In short, the PCT joint-applicants approach enables the EPO to consider there to be a common applicant for both the earlier and the later application, even though the common applicant is not an applicant for the EP application that derives from the PCT application. It is worthwhile noting that this approach unfortunately could not have saved The Broad’s CRISPR patent, since Professor Marraffini had never been named as an inventor and applicant on the underlying PCT application.

The PCT joint-applicants approach has been endorsed by a number of opposition divisions at the EPO. Whilst these decisions are not binding, we are aware of one or two (binding) Board of Appeal decisions on the PCT joint-applicants approach there are due to issue early next year – so watch this space.

Requesting correction of the applicant to safeguard the right to claim priority

It’s a fact of life that people sometimes make mistakes – after all that’s the reason why pencils have erasers at the end. When filing a subsequent, priority-claiming application such as a PCT application the incorrect applicant can sometimes be named on the PCT Request form.

For example, a mistake can be made on filing the PCT:

  • If the provisional applicant’s priority rights (or entire rights) were assigned before the PCT filing date, but the PCT application was still filed in the name of the assignor (i.e. the applicant listed on the USPTO filing receipt / inventor), and not in the name of the new owner of the rights, the assignee; or
  • If the provisional applicant’s priority rights (or entire rights) were not actually assigned to the proposed assignee before the PCT filing date, but the PCT application was still filed in the name of the proposed assignee (who didn’t yet actually have the rights).

Such mistakes can sometimes be corrected.
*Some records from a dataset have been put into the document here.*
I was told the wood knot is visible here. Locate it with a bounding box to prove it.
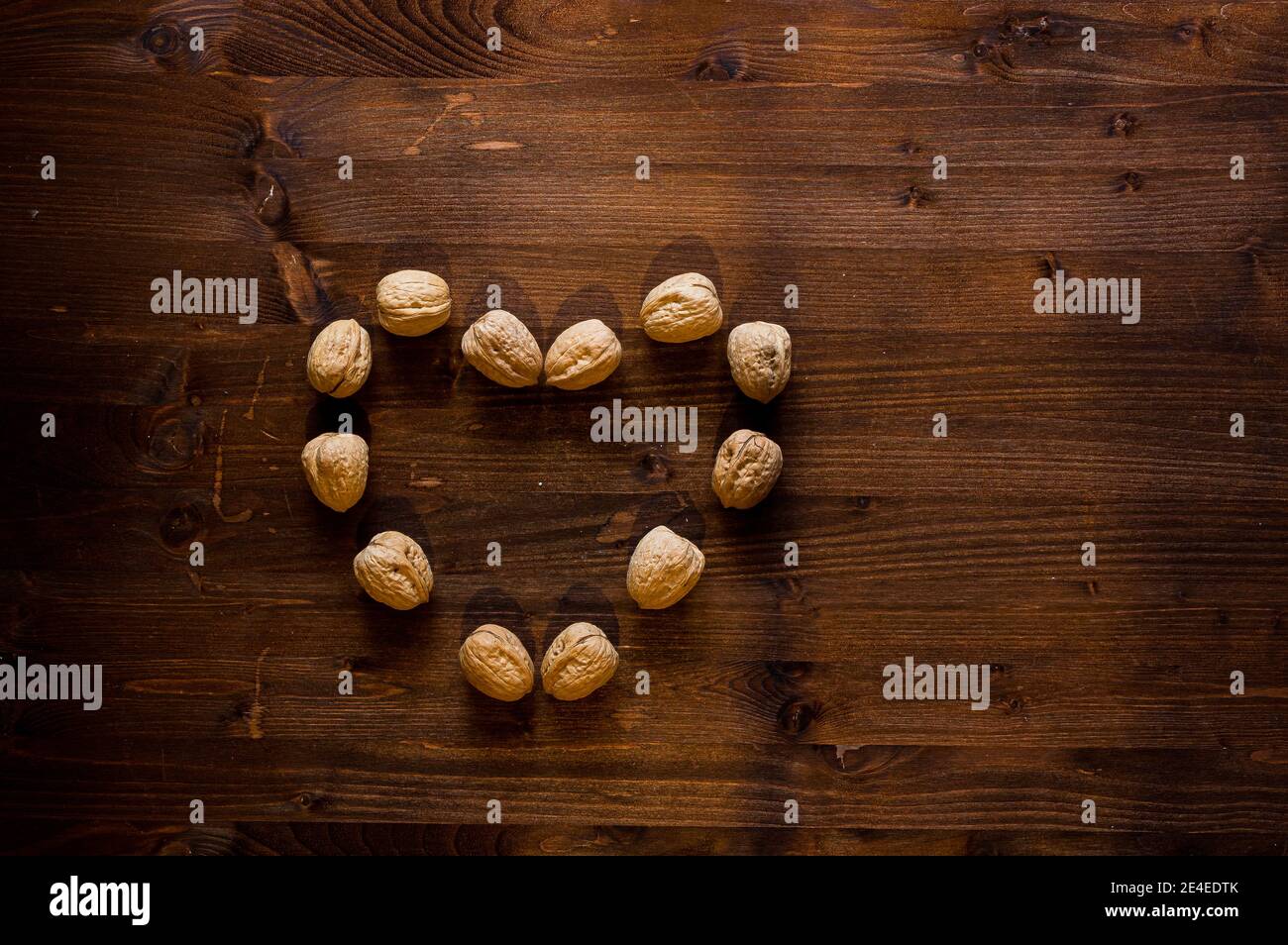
[146,411,205,472]
[635,450,671,482]
[139,23,179,56]
[254,170,290,227]
[1118,171,1145,193]
[161,502,206,553]
[1109,112,1140,138]
[692,43,747,82]
[899,184,930,209]
[778,699,819,735]
[765,659,808,682]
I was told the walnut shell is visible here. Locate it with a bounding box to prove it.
[640,273,724,343]
[300,433,368,512]
[729,322,793,403]
[353,532,434,610]
[308,318,371,396]
[626,525,707,610]
[546,318,622,390]
[461,309,541,387]
[711,430,783,508]
[541,623,617,700]
[458,623,533,701]
[376,269,452,336]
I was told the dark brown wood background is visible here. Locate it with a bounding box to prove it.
[0,0,1288,854]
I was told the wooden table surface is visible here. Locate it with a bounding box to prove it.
[0,0,1288,854]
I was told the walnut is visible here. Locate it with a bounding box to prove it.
[300,433,368,512]
[458,623,533,701]
[353,532,434,610]
[546,318,622,390]
[308,318,371,396]
[729,322,793,403]
[541,623,617,700]
[376,269,452,336]
[640,273,724,343]
[626,525,707,610]
[461,309,541,387]
[711,430,783,508]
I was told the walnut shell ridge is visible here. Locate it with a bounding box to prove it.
[640,273,724,344]
[711,430,783,508]
[300,433,368,512]
[458,623,535,701]
[728,322,793,403]
[541,623,617,701]
[461,309,541,387]
[626,525,707,610]
[353,532,434,610]
[546,318,622,390]
[376,269,452,336]
[306,318,371,396]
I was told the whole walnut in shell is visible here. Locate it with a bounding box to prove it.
[541,623,617,700]
[729,322,793,403]
[353,532,434,610]
[461,309,541,387]
[376,269,452,336]
[308,318,371,396]
[546,318,622,390]
[711,430,783,508]
[640,273,724,343]
[458,623,533,701]
[626,525,707,610]
[300,433,368,512]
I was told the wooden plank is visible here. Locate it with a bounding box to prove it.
[0,76,1288,169]
[0,819,1285,856]
[0,738,1288,834]
[0,158,1288,252]
[0,649,1288,751]
[0,0,1288,854]
[0,0,1288,85]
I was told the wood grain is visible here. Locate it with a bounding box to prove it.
[0,0,1288,855]
[0,820,1285,856]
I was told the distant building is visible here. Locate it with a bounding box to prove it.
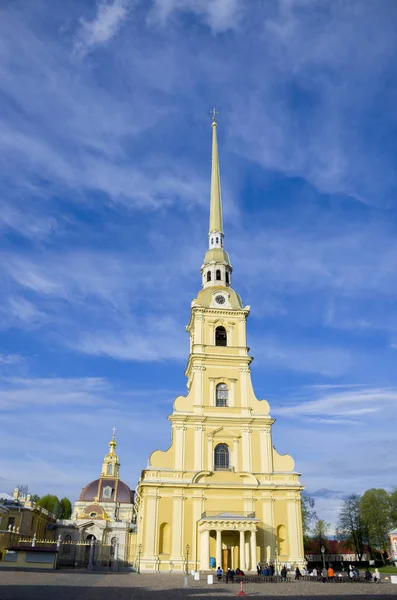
[0,488,56,551]
[388,529,397,566]
[56,432,134,561]
[305,540,370,563]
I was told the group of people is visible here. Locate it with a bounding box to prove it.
[216,563,380,583]
[256,563,275,577]
[216,567,245,583]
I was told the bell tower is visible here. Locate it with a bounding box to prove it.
[136,111,304,571]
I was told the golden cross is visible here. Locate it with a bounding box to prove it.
[210,108,219,123]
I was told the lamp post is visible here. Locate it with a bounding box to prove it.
[137,544,142,575]
[320,546,325,569]
[185,544,190,575]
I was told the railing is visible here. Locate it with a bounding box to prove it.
[201,510,255,519]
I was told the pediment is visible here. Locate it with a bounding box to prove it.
[208,427,241,439]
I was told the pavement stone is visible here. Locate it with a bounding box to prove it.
[0,570,397,600]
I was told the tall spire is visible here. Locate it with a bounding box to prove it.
[201,113,232,288]
[209,108,223,234]
[101,427,120,477]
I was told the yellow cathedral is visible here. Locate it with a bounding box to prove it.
[135,116,304,572]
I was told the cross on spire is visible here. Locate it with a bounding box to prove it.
[210,108,219,124]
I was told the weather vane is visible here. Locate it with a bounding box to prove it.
[210,108,219,123]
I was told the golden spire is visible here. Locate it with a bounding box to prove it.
[109,427,117,454]
[209,108,223,234]
[101,427,120,477]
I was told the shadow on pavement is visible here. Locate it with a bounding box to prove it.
[0,585,396,600]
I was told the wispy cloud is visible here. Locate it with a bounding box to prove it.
[274,387,397,424]
[75,0,131,53]
[148,0,243,32]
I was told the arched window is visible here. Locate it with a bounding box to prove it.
[159,523,171,554]
[216,383,229,406]
[214,444,229,471]
[215,326,227,346]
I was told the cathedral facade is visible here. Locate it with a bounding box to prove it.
[135,118,304,572]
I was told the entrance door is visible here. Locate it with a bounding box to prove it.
[222,549,232,572]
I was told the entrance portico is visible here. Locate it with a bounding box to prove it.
[198,512,259,571]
To safeguard the right to claim priority, any correction needs to have retroactive effect back to the moment the PCT application was filed – a form of “administrative time travel” if you will. The effect of a retroactive correction (such as via Rule 91 PCT at WIPO or via Rule 139 at the EPO) is that the PCT application is deemed to have always been filed in the correct applicant’s name (at least the EP part of the PCT application, if the correction is made at the EPO). This ability to “time travel” means that if the correction is allowed, as far as the patent office is concerned the mistake was never made. Accordingly, if the error under normal circumstances could have resulted in a loss of priority entitlement at the EPO, the correction should therefore have fixed this problem.

A full discussion of how one would actually go about correcting the applicant as a possible remedy for a priority problem will be discussed in a future article.

Practical considerations

  • If an applicant(s) listed on a first application (e.g. on the filing receipt of the US provisional) and the applicant(s) on a proposed subsequent application (e.g. PCT) are not identical, make sure that all rights (or at least the right to claim priority) have been transferred by a written assignment before the subsequent application is filed.
  • If an applicant on the first application has not transferred his/her/its rights prior to the PCT conversion deadline, name that applicant as a co-applicant on the PCT application.
  • Retroactive correction of an applicant can be used in some circumstances to safeguard a priority claim at the EPO.
  • If the priority entitlement of your patent is being challenged:
    • check whether any assignments were executed before the filing date of the priority-claiming application that could have assigned rights to the subsequent applicant;
    • check any contracts of employment, invention agreements, collaboration agreements or intra-group agreements, to see if they impact on the ownership of priority rights; and
    • check whether the PCT Joint-Applicants approach could provide a possible solution.